Presentata oggi la manifestazione che si svolgerà venerdì in tutta Italia. Due eventi sono previsti anche a Parigi e Lipsia. Oltre 300 le associazioni che hanno aderito da Amnesty international a Medici senza frontiere. “Dobbiamo accogliere, parlare di meno e fare di più”
Marcia scalzi. Piedi nudi

ROMA – Da Venezia a Roma fino a Palermo e Pozzallo. Cresce di ora in ora la lista delle città che hanno aderito alla Marcia delle donne e degli uomini scalzi, l’iniziativa in solidarietà con i profughi di tutta Europa che si svolgerà venerdì 11 settembre. Ad oggi le città italiane che hanno risposto all’appello sono 61, più di 300 le organizzazioni (tra cui Arci, Amnesty international, Emergency, Medici senza frontiere, Cnca) e 1500 le personalità del mondo della cultura e della politica che parteciperanno. “L’abbiamo chiamata la Marcia delle donne e degli uomini scalzi perché tutti abbiamo vive le immagini drammatiche delle persone che scappano dal loro paese senza niente, senza neanche le scarpe. E così anche noi vogliamo stare a piedi scalzi per dimostrare non solo solidarietà del nostro paese ma anche la sensibilità di chi vuole porre all’Europa un problema non più rinviabile”. Lo ha sottolineato Giulio Marcon, deputato di Sel e ideatore dell’iniziativa, durante la presentazione, oggi alla Camera. Marcon ha ricordato che alla manifestazione è legato un appello che si fonda su quattro punti: la creazione di corrodi umanitari, la chiusura dei centri di detenzione per i migranti, l’accoglienza senza se e senza ma dei profughi  e la richiesta di una normativa europea condivisa sul diritto d’asilo.

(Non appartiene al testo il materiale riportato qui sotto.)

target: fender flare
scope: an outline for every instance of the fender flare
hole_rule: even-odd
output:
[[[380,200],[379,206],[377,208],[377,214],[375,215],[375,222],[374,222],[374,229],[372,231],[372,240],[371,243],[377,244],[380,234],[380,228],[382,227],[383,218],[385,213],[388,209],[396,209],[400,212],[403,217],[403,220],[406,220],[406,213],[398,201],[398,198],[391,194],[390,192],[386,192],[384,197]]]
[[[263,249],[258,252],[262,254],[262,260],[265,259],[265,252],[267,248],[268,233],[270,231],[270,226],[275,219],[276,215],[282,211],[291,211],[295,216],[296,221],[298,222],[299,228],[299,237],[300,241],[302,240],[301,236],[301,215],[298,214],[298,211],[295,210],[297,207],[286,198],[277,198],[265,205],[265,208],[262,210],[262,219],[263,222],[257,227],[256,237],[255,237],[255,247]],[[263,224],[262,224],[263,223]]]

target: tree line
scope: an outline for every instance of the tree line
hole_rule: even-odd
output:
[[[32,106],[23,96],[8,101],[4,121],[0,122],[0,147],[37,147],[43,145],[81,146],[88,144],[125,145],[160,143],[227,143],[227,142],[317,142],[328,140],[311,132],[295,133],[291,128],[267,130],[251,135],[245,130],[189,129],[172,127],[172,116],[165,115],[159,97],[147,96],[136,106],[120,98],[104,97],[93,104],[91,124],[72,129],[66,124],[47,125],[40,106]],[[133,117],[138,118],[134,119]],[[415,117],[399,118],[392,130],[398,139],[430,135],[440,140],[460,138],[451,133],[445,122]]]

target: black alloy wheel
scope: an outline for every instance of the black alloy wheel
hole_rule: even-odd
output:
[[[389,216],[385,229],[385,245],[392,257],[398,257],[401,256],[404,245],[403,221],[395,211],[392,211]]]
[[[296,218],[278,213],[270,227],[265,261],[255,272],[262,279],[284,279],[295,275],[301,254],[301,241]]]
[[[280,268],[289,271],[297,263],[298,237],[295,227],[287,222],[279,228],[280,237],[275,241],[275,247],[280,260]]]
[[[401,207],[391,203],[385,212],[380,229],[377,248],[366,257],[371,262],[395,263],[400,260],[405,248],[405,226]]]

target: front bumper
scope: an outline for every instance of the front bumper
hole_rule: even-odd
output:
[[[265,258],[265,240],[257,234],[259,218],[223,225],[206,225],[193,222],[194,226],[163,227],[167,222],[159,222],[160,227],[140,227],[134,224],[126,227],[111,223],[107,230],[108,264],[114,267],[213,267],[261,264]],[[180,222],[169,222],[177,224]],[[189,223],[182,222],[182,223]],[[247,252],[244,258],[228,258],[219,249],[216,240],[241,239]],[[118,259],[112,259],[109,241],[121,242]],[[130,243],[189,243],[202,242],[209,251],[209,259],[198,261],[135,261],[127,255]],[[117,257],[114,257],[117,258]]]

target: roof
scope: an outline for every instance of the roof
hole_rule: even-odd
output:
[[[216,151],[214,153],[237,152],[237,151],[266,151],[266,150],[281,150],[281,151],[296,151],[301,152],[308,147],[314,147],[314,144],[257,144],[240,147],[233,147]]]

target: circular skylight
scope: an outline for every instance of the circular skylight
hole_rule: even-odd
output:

-  “L’intuizione di Andrea Segre e di Giulio Marcon di organizzare una marcia a piedi nudi per comunicare la nostra solidarietà alle donne e agli uomini che fuggono dalla guerra e dalla violenza, e che stanno approdando nel nostro continente, ha provocato una reazione così importante e partecipata che ci fa capire che la società civile esiste e resiste a dispetto della povertà del dibattito politico e mediatico di cui siamo stati spettatori durante questa lunga estate. E questo è un dato positivo”- ha sottolineato don Armando Zappolini, presidente del Cnca. In collegamento da Venezia, Andrea Segre, altro ideatore della marcia ha sottolineato l’attivismo di queste ore in Veneto: “qui c’è tanta gente che ha un bisogno urgente di far sentire la sua voce e di portare alla luce i propri contenuti dopo un’estate passata a contenere le varie esternazioni dei comitati del No!”. Sulla stessa linea anche Grazia Naletto, presidente di Sbilanciamoci: “Marciare venerdì sarà un segnale importantissimo per le istituzioni europee – afferma - Dobbiamo rivendicare una politica giusta e avviare azioni concrete”. Per Filippo Miragli di Arci, si dovrà porre l’attenzione, in particolare sulle violazioni dei diritti umani che “inevitabilmente saranno all’ordine del giorno negli hotspot del governo si appresta ad aprire. Per questo sarà importante marciare soprattutto a Pozzallo, che diventerà uno dei centri di identificazione”. “Siamo molto preoccupati per il summit del 14 settembre – aggiunge Loris De Filippi di Medici senza frontiere -, vorremmo che ne uscisse davvero un nuovo modo di pensare. Dobbiamo accogliere, parlare di meno e fare di più”.

Dopo la conferenza stampa gli organizzatori hanno incontrato la presidente della Camera Laura Boldrini che ha incoraggiato l’iniziativa e ha auspicato che si possa arrivare ad un diritto di asilo europeo che andrebbe nella direzione di una vera Europa dei popoli.